I am still in stupor. The Bangalore roads could very well be the Srinagar or Pahlagam roads – wet, weathered and bumpy with the frequent rains, chilly winds. The only missing element seems to be the presence of the army. I almost expect the conversation that flows past me to be in Hindhi or Kashmiri and when I hear Kannada, I realize I am back home.
Kashmir is a stuff of legends. Down south, we have grown up hearing about it; reading the news which frequently would carry some mention of Kashmir; consuming the stories of Siachen and Kargil; imagining the beauty of the snow capped peaks, lush valleys, gushing rivers, fair complexioned women; it felt like Neverland, sadly ravaged by terrorism and violence and off late natural disasters.

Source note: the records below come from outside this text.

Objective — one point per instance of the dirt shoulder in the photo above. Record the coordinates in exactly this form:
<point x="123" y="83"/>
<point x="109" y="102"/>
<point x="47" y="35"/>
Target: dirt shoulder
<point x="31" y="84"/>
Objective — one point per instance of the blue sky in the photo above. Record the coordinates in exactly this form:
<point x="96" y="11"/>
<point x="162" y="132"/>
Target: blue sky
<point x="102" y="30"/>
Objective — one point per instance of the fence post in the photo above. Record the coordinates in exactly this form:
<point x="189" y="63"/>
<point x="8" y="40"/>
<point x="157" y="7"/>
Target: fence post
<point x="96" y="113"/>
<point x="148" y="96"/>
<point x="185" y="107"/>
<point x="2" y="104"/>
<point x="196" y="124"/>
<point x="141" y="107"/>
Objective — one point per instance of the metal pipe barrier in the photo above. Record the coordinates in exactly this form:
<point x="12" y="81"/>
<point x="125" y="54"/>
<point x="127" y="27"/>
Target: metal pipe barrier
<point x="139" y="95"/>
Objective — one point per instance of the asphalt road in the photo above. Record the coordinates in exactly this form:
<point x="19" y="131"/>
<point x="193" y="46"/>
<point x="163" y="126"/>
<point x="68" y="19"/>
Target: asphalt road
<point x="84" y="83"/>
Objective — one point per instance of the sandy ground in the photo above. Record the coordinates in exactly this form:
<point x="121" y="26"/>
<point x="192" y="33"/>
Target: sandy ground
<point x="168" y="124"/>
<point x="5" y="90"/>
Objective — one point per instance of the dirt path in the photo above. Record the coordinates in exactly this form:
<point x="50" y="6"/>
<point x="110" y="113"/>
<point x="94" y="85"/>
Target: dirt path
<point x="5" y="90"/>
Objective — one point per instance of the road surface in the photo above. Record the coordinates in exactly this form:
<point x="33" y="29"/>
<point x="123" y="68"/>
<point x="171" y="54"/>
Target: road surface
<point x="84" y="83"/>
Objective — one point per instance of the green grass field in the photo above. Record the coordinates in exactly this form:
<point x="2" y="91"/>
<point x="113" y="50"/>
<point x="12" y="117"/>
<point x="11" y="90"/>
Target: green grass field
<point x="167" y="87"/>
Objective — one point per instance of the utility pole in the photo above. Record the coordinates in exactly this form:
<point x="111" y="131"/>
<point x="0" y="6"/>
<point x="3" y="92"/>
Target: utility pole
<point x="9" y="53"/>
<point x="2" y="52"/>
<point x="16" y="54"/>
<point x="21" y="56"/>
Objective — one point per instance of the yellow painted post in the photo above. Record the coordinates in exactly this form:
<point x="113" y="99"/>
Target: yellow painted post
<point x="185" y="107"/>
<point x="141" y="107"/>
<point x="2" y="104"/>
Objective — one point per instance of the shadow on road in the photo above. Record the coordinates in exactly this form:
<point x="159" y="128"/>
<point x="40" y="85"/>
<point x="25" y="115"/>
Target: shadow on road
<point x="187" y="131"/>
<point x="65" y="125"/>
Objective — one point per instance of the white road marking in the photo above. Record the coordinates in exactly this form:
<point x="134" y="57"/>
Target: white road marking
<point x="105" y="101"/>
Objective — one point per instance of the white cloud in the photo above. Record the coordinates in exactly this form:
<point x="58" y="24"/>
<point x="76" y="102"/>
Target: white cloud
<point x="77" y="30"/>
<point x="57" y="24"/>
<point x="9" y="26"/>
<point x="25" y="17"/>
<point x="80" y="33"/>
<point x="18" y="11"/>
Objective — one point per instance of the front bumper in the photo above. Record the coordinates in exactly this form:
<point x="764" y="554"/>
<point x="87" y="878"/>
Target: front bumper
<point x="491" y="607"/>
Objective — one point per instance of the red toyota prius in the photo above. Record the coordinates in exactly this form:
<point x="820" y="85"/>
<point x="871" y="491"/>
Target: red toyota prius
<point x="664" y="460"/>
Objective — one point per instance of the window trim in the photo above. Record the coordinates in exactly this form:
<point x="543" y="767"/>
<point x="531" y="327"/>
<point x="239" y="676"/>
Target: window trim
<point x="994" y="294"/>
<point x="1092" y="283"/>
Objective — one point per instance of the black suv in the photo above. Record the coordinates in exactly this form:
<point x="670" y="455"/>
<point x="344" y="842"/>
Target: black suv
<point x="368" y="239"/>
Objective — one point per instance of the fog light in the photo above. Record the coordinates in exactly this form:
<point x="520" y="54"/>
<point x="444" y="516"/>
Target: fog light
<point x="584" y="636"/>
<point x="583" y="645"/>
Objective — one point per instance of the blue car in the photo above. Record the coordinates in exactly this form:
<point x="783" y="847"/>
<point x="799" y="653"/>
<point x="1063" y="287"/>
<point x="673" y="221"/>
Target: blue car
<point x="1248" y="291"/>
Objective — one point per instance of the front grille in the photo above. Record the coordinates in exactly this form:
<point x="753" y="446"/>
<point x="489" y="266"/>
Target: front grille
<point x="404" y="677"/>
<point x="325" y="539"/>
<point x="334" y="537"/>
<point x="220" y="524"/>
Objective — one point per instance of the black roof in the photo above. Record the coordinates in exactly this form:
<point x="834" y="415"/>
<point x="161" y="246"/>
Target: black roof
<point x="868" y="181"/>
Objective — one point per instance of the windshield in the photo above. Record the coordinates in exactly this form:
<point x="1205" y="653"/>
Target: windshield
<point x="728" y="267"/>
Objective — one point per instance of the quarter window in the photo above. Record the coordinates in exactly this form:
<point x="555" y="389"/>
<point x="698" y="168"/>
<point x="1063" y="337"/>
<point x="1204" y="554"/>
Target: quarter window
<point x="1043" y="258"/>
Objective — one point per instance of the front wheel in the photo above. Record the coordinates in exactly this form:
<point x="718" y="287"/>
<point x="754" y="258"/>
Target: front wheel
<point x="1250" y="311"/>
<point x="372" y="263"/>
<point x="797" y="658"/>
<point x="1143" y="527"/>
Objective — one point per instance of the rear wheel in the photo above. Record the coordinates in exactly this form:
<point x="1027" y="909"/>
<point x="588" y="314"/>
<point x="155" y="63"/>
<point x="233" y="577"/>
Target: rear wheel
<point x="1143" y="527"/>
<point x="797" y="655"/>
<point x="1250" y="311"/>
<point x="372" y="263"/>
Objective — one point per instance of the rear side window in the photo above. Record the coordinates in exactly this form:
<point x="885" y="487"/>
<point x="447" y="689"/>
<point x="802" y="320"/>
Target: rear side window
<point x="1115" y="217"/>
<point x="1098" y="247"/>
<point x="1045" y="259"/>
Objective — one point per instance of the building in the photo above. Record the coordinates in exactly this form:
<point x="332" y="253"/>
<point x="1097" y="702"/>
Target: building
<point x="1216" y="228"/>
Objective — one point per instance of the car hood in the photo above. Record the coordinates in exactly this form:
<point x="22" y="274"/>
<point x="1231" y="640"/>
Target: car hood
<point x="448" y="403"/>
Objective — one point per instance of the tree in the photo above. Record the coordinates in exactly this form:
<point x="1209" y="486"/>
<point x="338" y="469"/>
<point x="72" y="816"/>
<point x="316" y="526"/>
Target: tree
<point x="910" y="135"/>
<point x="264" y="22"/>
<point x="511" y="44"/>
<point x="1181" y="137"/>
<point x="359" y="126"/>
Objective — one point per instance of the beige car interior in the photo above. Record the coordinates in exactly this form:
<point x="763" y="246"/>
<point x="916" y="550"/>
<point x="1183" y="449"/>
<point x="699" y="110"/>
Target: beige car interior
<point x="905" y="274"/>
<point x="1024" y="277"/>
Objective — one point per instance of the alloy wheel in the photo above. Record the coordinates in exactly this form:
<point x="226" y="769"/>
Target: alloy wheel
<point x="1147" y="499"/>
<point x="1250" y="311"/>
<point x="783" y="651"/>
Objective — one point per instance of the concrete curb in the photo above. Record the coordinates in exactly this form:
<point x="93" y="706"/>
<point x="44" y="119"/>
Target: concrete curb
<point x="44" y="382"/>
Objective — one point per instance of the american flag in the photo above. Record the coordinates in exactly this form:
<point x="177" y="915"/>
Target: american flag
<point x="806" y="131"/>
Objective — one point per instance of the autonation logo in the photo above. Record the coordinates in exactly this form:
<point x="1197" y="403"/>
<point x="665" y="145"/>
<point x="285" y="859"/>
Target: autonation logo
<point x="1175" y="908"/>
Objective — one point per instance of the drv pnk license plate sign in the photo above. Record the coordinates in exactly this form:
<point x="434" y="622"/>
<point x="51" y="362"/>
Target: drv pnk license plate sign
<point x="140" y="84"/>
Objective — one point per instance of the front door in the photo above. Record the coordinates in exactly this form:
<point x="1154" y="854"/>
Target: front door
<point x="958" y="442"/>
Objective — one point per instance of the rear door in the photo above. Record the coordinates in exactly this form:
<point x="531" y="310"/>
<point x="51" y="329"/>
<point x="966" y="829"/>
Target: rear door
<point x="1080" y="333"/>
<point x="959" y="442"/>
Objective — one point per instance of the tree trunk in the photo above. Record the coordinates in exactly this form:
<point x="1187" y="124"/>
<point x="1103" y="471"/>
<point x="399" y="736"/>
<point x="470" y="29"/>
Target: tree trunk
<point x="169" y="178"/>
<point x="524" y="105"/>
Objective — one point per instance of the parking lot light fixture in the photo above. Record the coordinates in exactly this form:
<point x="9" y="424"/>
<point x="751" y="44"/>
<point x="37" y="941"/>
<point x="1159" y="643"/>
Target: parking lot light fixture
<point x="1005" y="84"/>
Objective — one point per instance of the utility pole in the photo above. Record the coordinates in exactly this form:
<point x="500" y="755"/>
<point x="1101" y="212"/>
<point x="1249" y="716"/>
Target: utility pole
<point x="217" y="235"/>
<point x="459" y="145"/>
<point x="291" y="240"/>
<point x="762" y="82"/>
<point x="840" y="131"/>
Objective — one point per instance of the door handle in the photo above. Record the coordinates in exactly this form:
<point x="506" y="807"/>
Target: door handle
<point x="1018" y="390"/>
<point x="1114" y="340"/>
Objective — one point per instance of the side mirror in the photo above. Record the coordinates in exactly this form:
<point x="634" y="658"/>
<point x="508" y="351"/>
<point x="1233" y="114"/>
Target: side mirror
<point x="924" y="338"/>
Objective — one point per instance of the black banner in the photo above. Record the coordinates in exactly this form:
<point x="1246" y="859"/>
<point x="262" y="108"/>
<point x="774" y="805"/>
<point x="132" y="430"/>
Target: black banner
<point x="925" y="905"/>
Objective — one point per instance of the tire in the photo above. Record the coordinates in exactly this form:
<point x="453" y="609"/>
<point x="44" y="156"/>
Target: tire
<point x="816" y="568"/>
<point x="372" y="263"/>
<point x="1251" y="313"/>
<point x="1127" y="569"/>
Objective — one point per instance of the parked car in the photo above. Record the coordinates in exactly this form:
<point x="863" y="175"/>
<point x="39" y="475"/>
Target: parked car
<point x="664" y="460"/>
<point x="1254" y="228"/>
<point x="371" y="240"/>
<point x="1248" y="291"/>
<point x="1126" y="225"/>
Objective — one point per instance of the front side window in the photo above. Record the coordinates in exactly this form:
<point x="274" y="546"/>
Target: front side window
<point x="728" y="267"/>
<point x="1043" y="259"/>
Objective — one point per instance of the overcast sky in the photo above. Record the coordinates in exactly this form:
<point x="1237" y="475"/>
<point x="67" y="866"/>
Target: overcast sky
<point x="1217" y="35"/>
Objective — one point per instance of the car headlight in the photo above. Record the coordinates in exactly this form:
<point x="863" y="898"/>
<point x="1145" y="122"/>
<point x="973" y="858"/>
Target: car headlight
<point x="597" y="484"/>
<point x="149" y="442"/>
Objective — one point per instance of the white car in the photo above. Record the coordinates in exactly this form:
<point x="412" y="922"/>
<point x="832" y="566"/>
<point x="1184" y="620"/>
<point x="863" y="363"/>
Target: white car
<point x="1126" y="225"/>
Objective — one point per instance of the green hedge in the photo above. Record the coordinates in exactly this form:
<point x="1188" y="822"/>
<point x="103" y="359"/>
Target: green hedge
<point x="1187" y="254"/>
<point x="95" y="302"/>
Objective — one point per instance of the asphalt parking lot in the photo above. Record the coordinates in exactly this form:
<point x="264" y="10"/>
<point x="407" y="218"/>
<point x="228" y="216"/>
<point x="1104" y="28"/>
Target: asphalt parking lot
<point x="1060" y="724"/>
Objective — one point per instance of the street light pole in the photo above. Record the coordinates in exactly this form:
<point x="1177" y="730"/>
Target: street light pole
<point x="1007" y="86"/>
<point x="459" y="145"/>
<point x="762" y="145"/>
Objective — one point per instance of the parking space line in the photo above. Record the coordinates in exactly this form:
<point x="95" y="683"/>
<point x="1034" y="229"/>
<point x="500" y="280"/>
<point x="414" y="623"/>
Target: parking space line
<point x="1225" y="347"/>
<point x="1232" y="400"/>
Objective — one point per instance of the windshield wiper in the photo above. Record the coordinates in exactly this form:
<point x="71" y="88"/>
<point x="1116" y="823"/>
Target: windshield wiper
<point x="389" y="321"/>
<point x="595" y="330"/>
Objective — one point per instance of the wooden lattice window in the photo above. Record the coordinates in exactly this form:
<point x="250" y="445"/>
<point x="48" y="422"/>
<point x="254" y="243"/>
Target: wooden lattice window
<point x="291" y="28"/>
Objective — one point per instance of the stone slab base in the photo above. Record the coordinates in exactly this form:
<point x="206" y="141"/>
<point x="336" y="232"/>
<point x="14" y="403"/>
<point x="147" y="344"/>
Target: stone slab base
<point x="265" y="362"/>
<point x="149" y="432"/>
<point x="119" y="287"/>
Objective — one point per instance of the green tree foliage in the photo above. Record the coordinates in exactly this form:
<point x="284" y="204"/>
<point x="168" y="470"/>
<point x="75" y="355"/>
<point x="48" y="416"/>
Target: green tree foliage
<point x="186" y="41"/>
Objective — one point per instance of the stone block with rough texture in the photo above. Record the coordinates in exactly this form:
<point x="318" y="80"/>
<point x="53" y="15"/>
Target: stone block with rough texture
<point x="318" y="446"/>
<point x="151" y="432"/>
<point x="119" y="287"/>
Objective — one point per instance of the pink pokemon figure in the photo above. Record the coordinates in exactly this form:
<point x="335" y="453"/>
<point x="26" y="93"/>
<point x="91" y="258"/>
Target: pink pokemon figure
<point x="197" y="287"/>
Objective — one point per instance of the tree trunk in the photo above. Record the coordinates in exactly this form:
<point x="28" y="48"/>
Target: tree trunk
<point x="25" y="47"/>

I still remember my excitement when I flew into Jammu airport 7 years ago, my first foray into the region. Thrilled, I took out my camera and started clicking pictures only to cause distress among the army personnel who came running to stop me. Little did I realize that airports are restricted regions where photography is prohibited for security reasons.
Until you are physically there, it is hard to imagine the reality of the security threat and the sensitivity of the region just as it is hard to visualsize how picture perfect the place is. The air was crisp and cool when we landed in Srinagar and everything looked deceivingly fresh and inviting. But as we headed out the airport into the city, the presence of the army was too real to ignore. The school bus with sleepy kids next to you at the traffic seems out of place. The roads are dusty and traffic smoke chokes you and you wonder what a magnificent tourist town this could have been if it had been left alone.
The beauty of the valley that Kashmir is so famous for takes shape as you drive out of the city and across Pampore’s famous saffron fields. Emerald green waters gushing through streams and waterfalls in every direction; Walnut trees laden with fruits;Apple orchards getting ready for the season; Peach trees ripe for harvest; Stores selling dry fruits and saffron came into view. And then the skies clear for a moment and there they are, the magnificent Himalayan peaks, towering over the clouds.
Stuff of legends! I could clearly see why everyone falls in love with the place and why Jawaharlal Nehru would have loathed the very idea of not having it as a part of India. After all, this was home for him in addition to being a place unlike any other in India.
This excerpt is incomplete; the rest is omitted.